The Rock West Composites team works to manufacture the BTL Tracker Support Tube (full size hardware). (Photo courtesy Rock West Composites/PRNewswire-PRWeb)

The large carbon-fiber sandwich structure is reported to have met key performance parameters while using the most cost-effective design.

SAN DIEGO—Rock West Composites (RWC) reported in March that it delivered a large high-precision, carbon fiber and honeycomb core tube—the Barrel Timing Layer (BTL) Tracker Support Tube—to Purdue University.

The large carbon fiber sandwich structure, destined for CERN (the European Organization for Nuclear Research, is part of an upgrade to CERN’s Compact Muon Solenoid (CMS), a general-purpose detector at the Large Hadron Collider. It was designed by a joint team from Purdue University and Rock West Composites, the company said in a release. CERN, the world’s leading laboratory for particle physics, is located near Geneva, Switzerland.

The Purdue team was led by Andy Jung, Ph.D., and Ben Denos, Ph.D.; the Rock West Composites team was by led by John Marks, vice president of product development. The collaborative effort is reported to have met key performance parameters using the most cost-effective design. The hardware that Rock West Composites delivered was to be integrated with instrumentation from Purdue prior to delivery to CERN, according to the release.

The carbon fiber tube supports the heart of the upgraded CMS detector, a “camera” with more than a billion pixels to record proton-proton collisions at the highest ever-made energies and unprecedented resolution. In a few years, once fully commissioned, the upgraded CMS detector is expected to collect 10 times the data recorded so far in the hunt for new particles, and aims to understand the origins of the Universe, the release said.

The BTL Tracker Support Tube had to be manufactured from materials with extremely low radiation resistance. It needed to have a precise circular cylinder structure, be very strong and stiff, and meet an accelerated delivery schedule. Because the final tube had such challenging requirements, traditional tooling or manufacturing approaches would have been unaffordable, according to Rock West Composites.

Instead, innovative techniques were used, starting with the manufacture of curved, solid laminate arc segments rather than a full cylinder. Precision machined arc segment stiffeners help hold the arcs to strict dimensions once assembled.

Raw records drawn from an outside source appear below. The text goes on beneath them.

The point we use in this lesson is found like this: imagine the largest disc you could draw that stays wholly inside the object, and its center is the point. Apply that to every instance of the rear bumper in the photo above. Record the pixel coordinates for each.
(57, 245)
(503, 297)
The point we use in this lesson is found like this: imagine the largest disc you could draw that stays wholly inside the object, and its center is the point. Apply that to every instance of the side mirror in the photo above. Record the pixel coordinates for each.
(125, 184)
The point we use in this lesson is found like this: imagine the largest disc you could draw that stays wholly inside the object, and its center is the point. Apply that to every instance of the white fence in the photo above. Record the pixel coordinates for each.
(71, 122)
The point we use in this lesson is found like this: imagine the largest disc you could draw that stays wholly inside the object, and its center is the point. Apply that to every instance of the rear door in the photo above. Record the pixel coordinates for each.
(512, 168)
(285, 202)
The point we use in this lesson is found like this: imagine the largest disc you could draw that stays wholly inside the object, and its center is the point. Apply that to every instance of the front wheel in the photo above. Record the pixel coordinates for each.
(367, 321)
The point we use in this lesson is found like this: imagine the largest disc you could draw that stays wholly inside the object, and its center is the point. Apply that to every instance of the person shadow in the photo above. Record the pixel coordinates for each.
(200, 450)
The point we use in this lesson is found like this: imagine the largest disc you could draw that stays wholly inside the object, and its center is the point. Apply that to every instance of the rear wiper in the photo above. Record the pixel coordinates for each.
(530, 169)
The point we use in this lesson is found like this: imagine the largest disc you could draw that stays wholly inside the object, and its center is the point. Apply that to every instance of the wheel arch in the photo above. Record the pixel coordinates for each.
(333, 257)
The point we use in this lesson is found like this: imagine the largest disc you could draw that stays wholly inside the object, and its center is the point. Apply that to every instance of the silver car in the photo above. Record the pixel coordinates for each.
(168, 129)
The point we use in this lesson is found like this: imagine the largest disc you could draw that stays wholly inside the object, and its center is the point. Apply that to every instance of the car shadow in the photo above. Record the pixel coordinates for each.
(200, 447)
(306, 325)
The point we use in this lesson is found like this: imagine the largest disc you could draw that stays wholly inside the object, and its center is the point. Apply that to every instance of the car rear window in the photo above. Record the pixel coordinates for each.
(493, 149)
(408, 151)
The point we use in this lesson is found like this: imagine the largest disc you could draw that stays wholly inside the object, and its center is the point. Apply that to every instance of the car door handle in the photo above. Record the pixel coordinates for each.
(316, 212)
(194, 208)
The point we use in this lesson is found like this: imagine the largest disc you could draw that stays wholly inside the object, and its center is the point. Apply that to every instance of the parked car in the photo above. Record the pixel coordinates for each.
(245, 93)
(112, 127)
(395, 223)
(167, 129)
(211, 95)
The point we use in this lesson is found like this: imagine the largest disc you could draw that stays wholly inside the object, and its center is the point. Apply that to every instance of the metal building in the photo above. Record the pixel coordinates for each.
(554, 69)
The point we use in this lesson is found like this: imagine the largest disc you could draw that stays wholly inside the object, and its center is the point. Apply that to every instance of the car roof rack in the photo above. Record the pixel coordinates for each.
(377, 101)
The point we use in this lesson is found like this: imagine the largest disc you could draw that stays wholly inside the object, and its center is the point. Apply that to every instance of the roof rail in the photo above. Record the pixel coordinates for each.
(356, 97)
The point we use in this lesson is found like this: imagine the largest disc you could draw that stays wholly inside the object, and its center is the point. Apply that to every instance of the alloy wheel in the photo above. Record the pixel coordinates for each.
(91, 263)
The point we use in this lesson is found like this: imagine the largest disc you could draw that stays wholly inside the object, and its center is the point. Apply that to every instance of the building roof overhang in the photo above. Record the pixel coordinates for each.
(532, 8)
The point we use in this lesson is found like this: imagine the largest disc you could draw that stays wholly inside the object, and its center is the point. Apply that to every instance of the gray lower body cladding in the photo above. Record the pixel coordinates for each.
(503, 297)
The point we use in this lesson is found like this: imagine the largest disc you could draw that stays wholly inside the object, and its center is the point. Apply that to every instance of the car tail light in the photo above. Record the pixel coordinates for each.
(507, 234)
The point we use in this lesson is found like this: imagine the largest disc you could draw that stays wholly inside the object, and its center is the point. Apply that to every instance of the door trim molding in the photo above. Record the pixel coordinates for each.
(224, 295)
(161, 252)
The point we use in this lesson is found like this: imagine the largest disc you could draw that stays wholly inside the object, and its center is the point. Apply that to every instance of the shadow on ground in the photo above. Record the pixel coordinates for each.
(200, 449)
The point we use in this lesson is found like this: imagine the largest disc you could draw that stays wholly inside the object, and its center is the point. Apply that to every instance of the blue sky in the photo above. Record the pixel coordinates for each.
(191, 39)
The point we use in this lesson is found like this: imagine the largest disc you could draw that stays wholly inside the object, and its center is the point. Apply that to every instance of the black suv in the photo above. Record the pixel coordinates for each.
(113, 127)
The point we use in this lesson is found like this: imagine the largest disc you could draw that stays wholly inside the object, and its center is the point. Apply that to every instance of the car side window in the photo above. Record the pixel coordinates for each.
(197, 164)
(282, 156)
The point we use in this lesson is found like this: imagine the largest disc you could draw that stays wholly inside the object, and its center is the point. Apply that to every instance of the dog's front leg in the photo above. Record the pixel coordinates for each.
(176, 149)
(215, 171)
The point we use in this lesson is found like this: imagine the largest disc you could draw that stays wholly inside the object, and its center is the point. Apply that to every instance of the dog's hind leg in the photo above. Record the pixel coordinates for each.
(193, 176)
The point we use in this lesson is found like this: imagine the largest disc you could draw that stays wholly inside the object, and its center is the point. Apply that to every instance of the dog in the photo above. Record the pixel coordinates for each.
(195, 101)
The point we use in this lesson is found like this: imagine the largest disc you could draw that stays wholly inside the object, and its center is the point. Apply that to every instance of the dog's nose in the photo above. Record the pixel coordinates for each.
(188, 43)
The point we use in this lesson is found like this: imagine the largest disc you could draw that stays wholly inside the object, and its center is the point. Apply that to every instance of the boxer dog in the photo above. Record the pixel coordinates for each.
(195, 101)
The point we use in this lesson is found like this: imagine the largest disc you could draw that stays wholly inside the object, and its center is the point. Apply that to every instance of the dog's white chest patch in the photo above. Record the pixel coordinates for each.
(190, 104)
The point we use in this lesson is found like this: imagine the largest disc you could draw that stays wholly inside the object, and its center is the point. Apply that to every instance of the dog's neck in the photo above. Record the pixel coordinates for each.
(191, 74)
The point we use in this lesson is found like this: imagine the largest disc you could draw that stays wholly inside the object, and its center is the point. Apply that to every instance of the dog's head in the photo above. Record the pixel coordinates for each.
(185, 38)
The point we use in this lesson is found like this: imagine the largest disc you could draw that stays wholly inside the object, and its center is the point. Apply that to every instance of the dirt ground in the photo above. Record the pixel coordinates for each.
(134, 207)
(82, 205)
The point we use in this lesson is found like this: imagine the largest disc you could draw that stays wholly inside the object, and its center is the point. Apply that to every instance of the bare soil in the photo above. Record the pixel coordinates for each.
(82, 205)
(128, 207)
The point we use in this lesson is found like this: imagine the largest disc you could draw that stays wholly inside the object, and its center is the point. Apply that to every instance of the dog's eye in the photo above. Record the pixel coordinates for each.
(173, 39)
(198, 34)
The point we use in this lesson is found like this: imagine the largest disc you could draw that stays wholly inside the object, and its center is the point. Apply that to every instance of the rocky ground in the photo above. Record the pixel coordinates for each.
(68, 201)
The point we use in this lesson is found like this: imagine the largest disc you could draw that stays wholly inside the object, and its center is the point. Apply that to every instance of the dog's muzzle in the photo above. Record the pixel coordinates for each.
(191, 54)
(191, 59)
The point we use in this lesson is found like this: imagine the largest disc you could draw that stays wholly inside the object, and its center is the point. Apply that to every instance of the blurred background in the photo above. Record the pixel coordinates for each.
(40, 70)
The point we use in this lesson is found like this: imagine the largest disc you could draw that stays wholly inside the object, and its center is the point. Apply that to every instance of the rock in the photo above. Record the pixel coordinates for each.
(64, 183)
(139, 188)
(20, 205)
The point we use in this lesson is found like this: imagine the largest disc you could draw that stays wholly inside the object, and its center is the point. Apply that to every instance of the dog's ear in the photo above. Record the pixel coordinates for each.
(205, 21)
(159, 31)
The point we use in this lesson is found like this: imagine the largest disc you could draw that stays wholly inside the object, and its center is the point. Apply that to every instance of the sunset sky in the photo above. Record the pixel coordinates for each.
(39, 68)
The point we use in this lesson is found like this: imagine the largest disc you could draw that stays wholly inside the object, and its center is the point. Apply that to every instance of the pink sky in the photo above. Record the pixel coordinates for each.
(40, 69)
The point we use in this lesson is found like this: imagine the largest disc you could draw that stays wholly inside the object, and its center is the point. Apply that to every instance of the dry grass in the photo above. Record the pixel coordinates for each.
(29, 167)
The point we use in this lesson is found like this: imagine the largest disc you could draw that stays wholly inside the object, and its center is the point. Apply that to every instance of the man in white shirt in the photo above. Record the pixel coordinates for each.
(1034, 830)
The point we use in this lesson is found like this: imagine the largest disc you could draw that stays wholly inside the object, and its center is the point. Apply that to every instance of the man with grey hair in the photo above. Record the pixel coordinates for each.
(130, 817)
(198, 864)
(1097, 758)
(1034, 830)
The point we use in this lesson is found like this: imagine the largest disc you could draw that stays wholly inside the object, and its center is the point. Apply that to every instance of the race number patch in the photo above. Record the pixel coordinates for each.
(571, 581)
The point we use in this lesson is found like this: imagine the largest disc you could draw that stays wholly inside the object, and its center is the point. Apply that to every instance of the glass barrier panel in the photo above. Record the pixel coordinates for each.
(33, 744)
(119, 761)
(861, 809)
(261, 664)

Low coefficients of thermal expansion are maintained in all three directions: radially, circumferentially, and along the length of the tube, the company said.

Prior to making the full-scale tube, RWC built a full diameter but much shorter version of the part as a technology demonstrator. Rock West Composites was presented with an Industry Gold Award from CERN in 2022 for this effort. The company is said to have ultimately won the program from Purdue for the full-size hardware due to the success of the demonstration model and its affordability.

The delivered hardware is 5.3-meters long by 2.4 meters in diameter. It is constructed of ultra-high-modulus prepreg and Nomex honeycomb core made with PMT-F6 cyanate ester resin. There are 1,680 metallic inserts made of solid carbon epoxy, titanium, and stainless steel; and it includes two 110 MSI carbon fiber (K13916/ F6) rails to support scientific instruments. Surface accuracy requirements were tested to 2.4mm cylindricity in-house before shipment, the company said in the release.

“We were excited to take on this challenging program and to know that we will be contributing to the advancement of humanity’s understanding the fundamental construct of matter, “ said Marks in a statement. “Our work on the demonstration model and final hardware pushed our team’s technical skills to the limit, and we couldn’t be prouder of their performance on this program.”

Rock West Composites is an advanced composites company that develops, engineers, manufactures, and tests composite products for multiple industries. Among the industries it serves are aerospace and defense (radomes, aircraft, and weapon components), Space (bus structures, solar array panels and wings, strut assemblies, launch vehicle structures), and commercial equipment (industrial, medical, energy, and sporting).